古墳時代の日本列島の住人。この時代畿内に初めて中央集権政府が生まれ,大陸から文字や仏教などの重要な文化要素や渡来人流入も引き続き起きた時代である。各地の住人形質にはまだかなりの地域差が見られるが,全体として弥生時代に北部九州を起点として起きた変化の波がより一層広く日本各地に拡散,浸透していった時代と言えよう。この時代の人骨は古くから比較的豊富に発見され,概ね縄文人との隔たりの大きさや現代日本人に近づく傾向などが指摘されていたが,東北や南九州では違った様相も見られ,一様ではない。いわゆる渡来系弥生人が分布する北部九州・山口県地方はもとより,弥生時代には一部に縄文人的特徴の残存も指摘されていた山陽から近畿にかけても,古墳時代になると高顔・高身長で代表される渡来形質の広がりが明確になる。とくに近畿では,高顔,高眼窩,狭鼻などに加え,後世までこの地域の人々の特徴となる短頭性が,早くも古墳時代から現れることが指摘されている。これら弥生時代の渡来人によってもたらされたと考えられる変化の波は,遅くとも古墳時代後半になるとは関東地方でも明らかになり,主に横穴墓から出土した人骨群は,高顔,高身長で顔面の扁平性が強く,頭蓋小変異の分析でも,縄文人との大きな隔たりが示された。また山口県の土井ヶ浜弥生人や中国の殷墟から出土した安陽人骨との類似性なども指摘されている。
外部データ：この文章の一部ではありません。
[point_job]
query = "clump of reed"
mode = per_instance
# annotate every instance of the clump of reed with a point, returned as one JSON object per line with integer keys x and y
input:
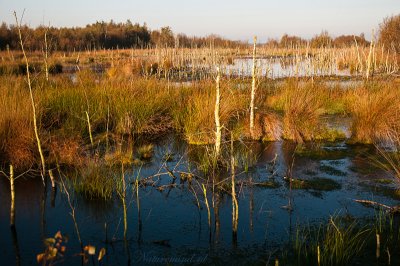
{"x": 95, "y": 181}
{"x": 337, "y": 243}
{"x": 302, "y": 108}
{"x": 375, "y": 112}
{"x": 16, "y": 132}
東北南部でも6-7世紀になると,宮城県五松山遺跡などで扁平顔の個体が混在している事実が確認され,一部に本州西部からの影響が及び始めている可能性も窺われるが,より北のいわゆる蝦夷の分布域については不明な点が多い。中世や近世期の資料に関する分析結果も加味すると,本州北端に近いこの地域では,他地域に比べてかなり縄文人的要素が後世まで存続していた可能性が考えられる。さらに北の北海道でも,本州との関係の色濃い道南では続縄文から擦文時代にかけて,この地の近世アイヌの特徴が強まる傾向が指摘されているが,道央や道東北部地方では顕著な変化は見られず,縄文時代以来の連続性が指摘されている。一方の九州南部も在来の形質を色濃く残した地域だが,宮崎県など東部の平野部では,この時代に扁平で面長な顔面形態へと変化する傾向が明らかになっている。さらに南の南西諸島のこの時代の状況は残念ながら資料不足で不明な点が多い。おそらく後世のグスク時代までは大きな変化が起きないまま経緯したものと推察される。